Vous y consacrez du temps, vous achetez de nouvelles plantes, vous arrosez consciencieusement… et pourtant, quelque chose cloche. Le jardin ne ressemble pas à ce que vous imaginiez. La plupart du temps, ce n'est pas une seule grande erreur qui est en cause, mais plusieurs petites habitudes que presque tout le monde adopte sans s'en rendre compte.
Vous plantez trop en une seule fois
C'est l'erreur de planification la plus répandue. Au printemps, l'enthousiasme est à son comble : tout est beau en jardinerie, et on rentre à la maison les bras chargés de plantes qu'il faut bien caser quelque part. Résultat : des massifs surchargés, où les végétaux s'étouffent mutuellement, manquent de lumière, d'espace et d'air.
Un jardin ne s'améliore pas parce qu'il contient plus de plantes. C'est souvent l'inverse : moins de plantes, mieux placées, donnent toujours une impression plus soignée qu'un massif en surcharge.
Vous vous occupez de la plante, pas du sol
La plupart des jardiniers se concentrent sur ce qui pousse et oublient ce dans quoi ça pousse. Pourtant, la qualité du sol détermine presque tout : le développement de la plante, l'efficacité de l'arrosage, la résistance aux maladies.
Si le sol est tassé, pauvre en nutriments ou mal drainé, même les soins les plus attentifs ne suffiront pas. La plante ne sera jamais vraiment belle.
Une fois par an, ameublissez la terre et enrichissez-la avec du compost.

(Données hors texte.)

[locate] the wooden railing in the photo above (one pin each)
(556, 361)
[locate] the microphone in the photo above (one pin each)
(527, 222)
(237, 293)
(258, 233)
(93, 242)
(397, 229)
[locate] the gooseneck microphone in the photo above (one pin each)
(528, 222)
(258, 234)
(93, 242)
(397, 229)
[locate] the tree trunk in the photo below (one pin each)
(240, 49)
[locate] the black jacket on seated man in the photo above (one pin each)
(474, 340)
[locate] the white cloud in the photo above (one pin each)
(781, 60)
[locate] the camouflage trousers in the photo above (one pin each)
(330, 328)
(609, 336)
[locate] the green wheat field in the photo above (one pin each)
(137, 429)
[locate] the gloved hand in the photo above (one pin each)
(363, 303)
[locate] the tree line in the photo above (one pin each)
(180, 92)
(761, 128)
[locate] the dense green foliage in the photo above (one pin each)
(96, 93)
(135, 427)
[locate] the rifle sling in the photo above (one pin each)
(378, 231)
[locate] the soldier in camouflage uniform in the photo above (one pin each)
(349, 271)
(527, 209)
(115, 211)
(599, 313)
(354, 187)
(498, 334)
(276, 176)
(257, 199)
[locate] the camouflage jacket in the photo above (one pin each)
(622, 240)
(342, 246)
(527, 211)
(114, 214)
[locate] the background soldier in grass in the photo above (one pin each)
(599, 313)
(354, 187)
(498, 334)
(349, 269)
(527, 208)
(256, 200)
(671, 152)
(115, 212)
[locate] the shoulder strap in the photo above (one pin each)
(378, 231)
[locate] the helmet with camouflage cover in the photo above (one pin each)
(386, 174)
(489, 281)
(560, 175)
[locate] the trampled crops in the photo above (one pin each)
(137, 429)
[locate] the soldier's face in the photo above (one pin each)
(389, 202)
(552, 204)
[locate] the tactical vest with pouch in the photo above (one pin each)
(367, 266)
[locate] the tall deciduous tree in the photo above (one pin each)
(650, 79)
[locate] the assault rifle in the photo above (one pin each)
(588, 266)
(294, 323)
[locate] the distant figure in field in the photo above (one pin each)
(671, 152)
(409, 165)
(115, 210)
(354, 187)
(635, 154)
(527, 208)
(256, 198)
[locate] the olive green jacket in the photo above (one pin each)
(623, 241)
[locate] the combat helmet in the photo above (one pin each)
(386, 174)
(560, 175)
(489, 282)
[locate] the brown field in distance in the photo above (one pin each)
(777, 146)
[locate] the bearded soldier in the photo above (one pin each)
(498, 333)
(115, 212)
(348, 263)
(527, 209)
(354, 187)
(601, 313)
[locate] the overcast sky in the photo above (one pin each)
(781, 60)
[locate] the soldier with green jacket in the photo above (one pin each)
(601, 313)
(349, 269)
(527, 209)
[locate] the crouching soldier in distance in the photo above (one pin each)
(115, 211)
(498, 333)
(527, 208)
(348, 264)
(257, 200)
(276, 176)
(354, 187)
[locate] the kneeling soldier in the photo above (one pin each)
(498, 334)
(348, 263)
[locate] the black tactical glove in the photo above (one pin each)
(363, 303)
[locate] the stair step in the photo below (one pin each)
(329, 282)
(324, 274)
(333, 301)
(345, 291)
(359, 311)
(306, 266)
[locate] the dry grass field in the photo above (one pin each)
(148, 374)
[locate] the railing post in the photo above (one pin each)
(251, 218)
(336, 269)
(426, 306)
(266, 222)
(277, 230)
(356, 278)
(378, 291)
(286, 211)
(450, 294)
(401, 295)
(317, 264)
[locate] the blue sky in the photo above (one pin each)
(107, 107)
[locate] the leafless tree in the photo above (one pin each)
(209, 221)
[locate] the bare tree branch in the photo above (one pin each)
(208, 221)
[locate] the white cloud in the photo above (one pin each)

Ce seul geste fait plus pour votre jardin que n'importe quel produit phytosanitaire coûteux.
Vous arrosez au mauvais moment
Arroser en plein midi est l'une des habitudes les plus courantes et les plus néfastes. Sous un soleil de plomb, l'eau s'évapore avant même d'atteindre les racines, et les gouttes qui restent sur les feuilles peuvent provoquer des brûlures.
Le matin est le meilleur moment pour arroser : la plante se charge en eau pour toute la journée, les feuilles restent sèches, ce qui réduit aussi le risque de maladies fongiques. Arroser le soir n'est pas idéal non plus : un sol et des feuilles humides pendant la nuit favorisent les moisissures et les nuisibles.
Vous négligez la taille
Beaucoup hésitent à tailler, de peur de couper ce qu'il ne fallait pas. Alors on ne touche à rien. Résultat : des arbustes et des arbres qui s'embroussaillent, fleurissent de moins en moins, produisent moins de fruits et prennent un aspect de plus en plus négligé.
La taille n'est pas une agression : c'est l'un des meilleurs moyens de garder une plante en bonne santé et bien formée. La plupart des arbustes et des vivaces en ont régulièrement besoin, et une taille effectuée au bon moment se voit rapidement dans les résultats.
Vous ne pensez qu'à l'été
Beaucoup de jardins sont conçus avec un seul objectif en tête : être magnifiques en été. Splendides au printemps, flamboyants en juillet, puis ternes et sans intérêt dès septembre. Un jardin bien pensé offre quelque chose à chaque saison.
Si votre jardin n'est conçu que pour une courte période, il paraîtra vide et abandonné pendant la majeure partie de l'année — même s'il est parfaitement entretenu.
Vous confondez les besoins en ensoleillement
C'est un détail que l'on survole facilement, et pourtant il change tout. Planter une espèce d'ombre en plein soleil, ou une plante solaire à mi-ombre, conduit à un dépérissement lent et inexorable. La plante ne mourra pas du jour au lendemain — elle s'affaiblira progressivement, perdra ses couleurs, s'étiolera, fleurira de moins en moins.
Avant d'acheter, observez quels massifs reçoivent du soleil, à quelle heure et pendant combien de temps. Choisissez ensuite vos plantes en conséquence, pas l'inverse.
Vous désherber trop tard — ou pas assez souvent
Le désherbage, tout le monde le remet à plus tard parce que c'est fastidieux. Le problème, c'est que les mauvaises herbes se multiplient de façon exponentielle : ce que vous laissez passer une semaine vous demandera quatre fois plus de travail la semaine suivante.
Une jeune adventice qui vient de germer s'arrache en quelques secondes. Une mauvaise herbe bien enracinée, qui a déjà monté en graine, est une tout autre affaire.
Un désherbage régulier, fait par petites sessions, demande bien moins d'efforts au total que de grandes opérations ponctuelles menées en catastrophe.